25 The laterally offset inlet opening 82, together with the notches 118, causes the flake-shaped ice to be drawn into the interior of the extrusion chamber 72. With this and because of the longitudinally extending grooves and the uniform shape of the extrusion chamber 72, the high quality ice is produced because a reduced pressure is generated in comparison with the designs according to the prior art.

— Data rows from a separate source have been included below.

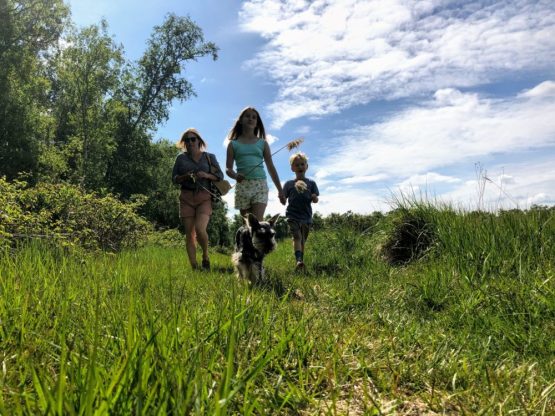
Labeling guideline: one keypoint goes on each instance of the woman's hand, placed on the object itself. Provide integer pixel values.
(204, 175)
(182, 178)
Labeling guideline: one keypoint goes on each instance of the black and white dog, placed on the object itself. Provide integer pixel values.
(252, 242)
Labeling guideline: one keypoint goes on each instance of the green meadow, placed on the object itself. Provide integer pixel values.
(426, 311)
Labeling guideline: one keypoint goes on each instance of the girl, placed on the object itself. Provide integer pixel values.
(248, 148)
(192, 172)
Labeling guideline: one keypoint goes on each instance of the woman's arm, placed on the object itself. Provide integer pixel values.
(230, 157)
(272, 169)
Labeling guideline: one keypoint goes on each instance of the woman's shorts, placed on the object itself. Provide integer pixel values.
(299, 231)
(191, 204)
(249, 192)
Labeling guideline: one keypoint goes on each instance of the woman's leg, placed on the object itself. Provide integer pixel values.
(190, 240)
(201, 222)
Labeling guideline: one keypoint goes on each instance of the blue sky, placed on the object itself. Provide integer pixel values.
(451, 100)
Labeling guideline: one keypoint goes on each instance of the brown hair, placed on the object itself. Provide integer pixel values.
(181, 142)
(237, 129)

A comparable volume of a cube-shaped ice cream product can be produced with a significantly smaller absorption of energy ^ again in comparison with devices according to the prior art.

C.

2 sheets of drawings

Claims (5)

636 950 2nd PATENT CLAIMS 1. An apparatus for producing pieces of ice, characterized by a device (12) for producing flake-shaped ice, which is connected via a transfer service (18) to an ice extruding device (20), which ice extruding device (20) has a housing (60 ), has an inlet (70) and an outlet (82), in which housing (60) a chamber (72) is arranged, and which outlet (82) is circumscribed by pairs of parallel wall sections (84,86,88,90) , an overhanging screw (104), which is arranged in the chamber (72) and serves to compress the ice flakes into a solid ice mass and to convey them to the outlet (82), a drive (50, 52, 54), which with connected to the screw (104), a breaking device (124) which is arranged at the outlet (82) and serves to break up the compacted ice mass into individual pieces of ice, which chamber (72) has a cylindrical (92) and adjoining frustoconical section (94) and which inlet (70) extends perpendicularly and laterally offset to the axis of rotation of the screw (104). 2. Device according to claim 1, characterized in that the screw (104) has a helical blade (112) intended for engaging in the ice, which has a plurality of notched sections (118), each of which is at a mutual distance in the axial direction and in the circumferential direction which sections (118) along the blade (112) each have an angular distance of 60 °. 3. Apparatus according to claim 2, characterized in that the screw core (106) is frustoconical and has at the base of the truncated cone means (108) with which the screw core is carried overhanging that the screw-shaped screw blade (112) from the circumference of the Projecting screw core (106), which blade (112) has a cylindrical (114) and adjoining frustoconical envelope surface (116). 4. The device according to claim 3, characterized in that the screw blade (112) has a plurality of notches (106), each having a mutual axial and radial distance along the blade (112), and that the apex angle of the frustoconical envelope surfaces (116) is larger than the apex angle of the frustoconical screw core (106). 5. The device according to claim 4, characterized in that the outlet (82) is aligned with the axis of rotation of the screw (104) and the housing (60) has a plurality of longitudinally extending, circumferentially spaced ice guide groove (96).